Leider hab ich jetzt einen Termin und komme nicht mehr zu der Uno und dem Teilungsplan undundund:smile:),vielleicht findet sich da ja doch ein kleiner Link:wink:),

oder jemand anders macht weiter,

beste Grüße,

Barbara

Nachtrag Links
Hallo Tessa,

hier die versprochenen Links, sie sind bewusst aus unterschiedlichen (propalästinensisch, proisraelische) Quellen:

Hier sehr ausführlich die UNO Diksussion etc.:

Außerdem:

http://www.jerusalem-schalom.de/werin.htm

Einige wichtige Dokumente sind hier in Auszügen zu finden:

http://www.menora.de/menorademo/01/redmenu2.htm

beste Grüße,

Barbara

Zusammenfassung
Was Barbara schreibt, ist völlig richtig. In Kürze:
Die Briten haben Palästina Arabern und Juden gleichzeitig versprochen. Durch die Ereignisse in Europa und den folgenden Zustrom von Juden wuchs ihnen das Problem über den Kopf. So einfach, so schwierig ist das.

Andreas

Merci Euch Dreien! Hab’s kapiert… (o. T.)
Atsch! Ich sagte doch OHNE TEXT!

-)

Hallo zusammen,
abgesehen davon, dass die Bibel eh immer zu empfehlen ist,
habe ich bei dieser Stelle und in diesem Konkreten Falldamit doch meine Probleme.

Am besten, man nimmt einmal die Bibel und liest im Neuen
Testament den Brief des Apostels Paulus an die Römer, Kapitel
9 bis 11. Ziemlich schwer verständlich alles. Im Kern sagt
Paulus: Kurz vor dem Ende der Welt wird das „Volk der Väter“
gerettet werden.

Paulus ging von der Naherwartung aus, rechnete also fest damit, das Ende der Welt selbst zu erleben.
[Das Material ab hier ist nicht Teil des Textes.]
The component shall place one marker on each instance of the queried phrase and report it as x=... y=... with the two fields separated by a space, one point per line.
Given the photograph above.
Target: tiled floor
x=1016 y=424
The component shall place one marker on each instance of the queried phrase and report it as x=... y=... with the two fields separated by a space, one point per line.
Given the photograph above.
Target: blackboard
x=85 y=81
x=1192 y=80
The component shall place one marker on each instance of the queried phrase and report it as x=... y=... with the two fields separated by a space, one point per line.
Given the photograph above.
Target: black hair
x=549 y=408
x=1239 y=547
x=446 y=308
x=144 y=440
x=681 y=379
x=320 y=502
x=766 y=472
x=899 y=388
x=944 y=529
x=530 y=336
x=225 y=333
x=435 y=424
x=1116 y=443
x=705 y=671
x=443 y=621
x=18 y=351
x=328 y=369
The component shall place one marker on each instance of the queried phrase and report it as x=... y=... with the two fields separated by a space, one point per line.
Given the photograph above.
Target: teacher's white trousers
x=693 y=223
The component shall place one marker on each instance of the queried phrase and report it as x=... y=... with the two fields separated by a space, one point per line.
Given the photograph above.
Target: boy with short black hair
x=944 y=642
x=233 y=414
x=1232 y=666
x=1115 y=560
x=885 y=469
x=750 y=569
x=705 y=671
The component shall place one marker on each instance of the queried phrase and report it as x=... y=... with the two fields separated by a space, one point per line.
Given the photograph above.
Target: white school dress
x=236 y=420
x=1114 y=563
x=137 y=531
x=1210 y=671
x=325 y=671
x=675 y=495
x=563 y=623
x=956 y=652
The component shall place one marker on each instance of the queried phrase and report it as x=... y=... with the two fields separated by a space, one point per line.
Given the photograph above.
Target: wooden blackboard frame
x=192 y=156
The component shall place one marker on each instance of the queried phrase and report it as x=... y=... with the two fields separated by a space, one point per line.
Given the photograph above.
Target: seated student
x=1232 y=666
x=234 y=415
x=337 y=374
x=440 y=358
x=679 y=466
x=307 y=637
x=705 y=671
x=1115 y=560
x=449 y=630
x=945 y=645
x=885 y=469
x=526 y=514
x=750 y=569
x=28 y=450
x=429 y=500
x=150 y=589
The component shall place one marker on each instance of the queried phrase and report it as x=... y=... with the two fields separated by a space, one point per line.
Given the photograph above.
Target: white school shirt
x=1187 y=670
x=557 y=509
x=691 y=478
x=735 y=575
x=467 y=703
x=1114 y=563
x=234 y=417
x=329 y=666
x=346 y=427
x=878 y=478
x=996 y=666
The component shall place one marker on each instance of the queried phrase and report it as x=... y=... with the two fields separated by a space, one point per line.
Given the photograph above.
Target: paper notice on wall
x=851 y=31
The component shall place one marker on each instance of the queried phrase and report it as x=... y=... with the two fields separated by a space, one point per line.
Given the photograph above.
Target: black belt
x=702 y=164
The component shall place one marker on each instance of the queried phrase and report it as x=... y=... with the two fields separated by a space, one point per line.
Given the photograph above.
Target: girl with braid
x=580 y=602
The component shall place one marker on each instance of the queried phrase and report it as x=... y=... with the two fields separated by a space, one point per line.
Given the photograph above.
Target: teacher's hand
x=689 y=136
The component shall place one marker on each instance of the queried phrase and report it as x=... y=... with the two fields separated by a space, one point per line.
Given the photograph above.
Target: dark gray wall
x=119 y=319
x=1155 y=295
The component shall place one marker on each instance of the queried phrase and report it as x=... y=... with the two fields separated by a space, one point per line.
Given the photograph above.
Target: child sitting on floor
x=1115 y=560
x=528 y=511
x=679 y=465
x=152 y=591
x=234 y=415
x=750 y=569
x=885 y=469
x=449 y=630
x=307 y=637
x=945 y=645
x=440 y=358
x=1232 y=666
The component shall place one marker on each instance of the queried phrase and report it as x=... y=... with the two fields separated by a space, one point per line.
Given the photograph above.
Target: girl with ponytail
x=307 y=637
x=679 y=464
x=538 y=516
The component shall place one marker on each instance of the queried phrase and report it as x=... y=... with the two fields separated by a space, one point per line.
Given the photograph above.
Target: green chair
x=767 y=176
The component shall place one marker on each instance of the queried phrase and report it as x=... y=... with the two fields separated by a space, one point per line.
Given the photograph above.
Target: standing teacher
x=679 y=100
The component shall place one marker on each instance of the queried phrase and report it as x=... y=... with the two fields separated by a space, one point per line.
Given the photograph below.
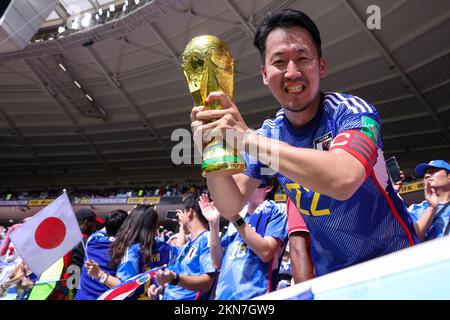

Obwohl die westeuropäischen Juden (ungeachtet gelegentlicher
Gewalttaten) seit der Französischen Revolution emanzipiert
waren und in ihren Heimatländern über beträchtlichen Besitz
verfügten, begann Ende des 19. Jahrhunderts die Einwanderung
von Juden in das damals zum Osmanischen Reich gehörende
Palästina. Sie gingen aus einem Zustand bürgerlicher
Sicherheit in ein armes und instabiles Land. Ein seltsamer
Effekt.

Für die Kommunisten war der 7. November 1917 (Sieg der
"Oktober"revolution) der Beginn eines neuen Weltzeitalters.
Für die Juden begann die neue Epoche fünf Tage früher. Am
2.11.1917 verlas der britische Außenminister Lord Balfour die
Proklamation, daß „… die Regierung Seiner Majestät …
befürwortend die Errichtung einer nationalen Heimat für das
jüdische Volk im Palästina ins Auge [faßt]“. Vielleicht wird
diese „Balfour-Deklaration“ eines Tages in den heiligen
Schriften stehen; das Edikt des persischen Königs Kyros, worin
er den Juden die Rückkehr nach Palästina erlaubt, steht in
Esra 6,2.

Ich will den Juden nicht zu nahe treten, aber meines Wissens ist die Kanonbildung schon seit gut 2000 Jahren abgeschlossen, während sie dies zur Zeit des Buches Esras nicht war.
Damals war die Aufnahme in die heiligen Schriften kein Problem, mit der Belfour-Erklärung sehe ich da aber doch eins.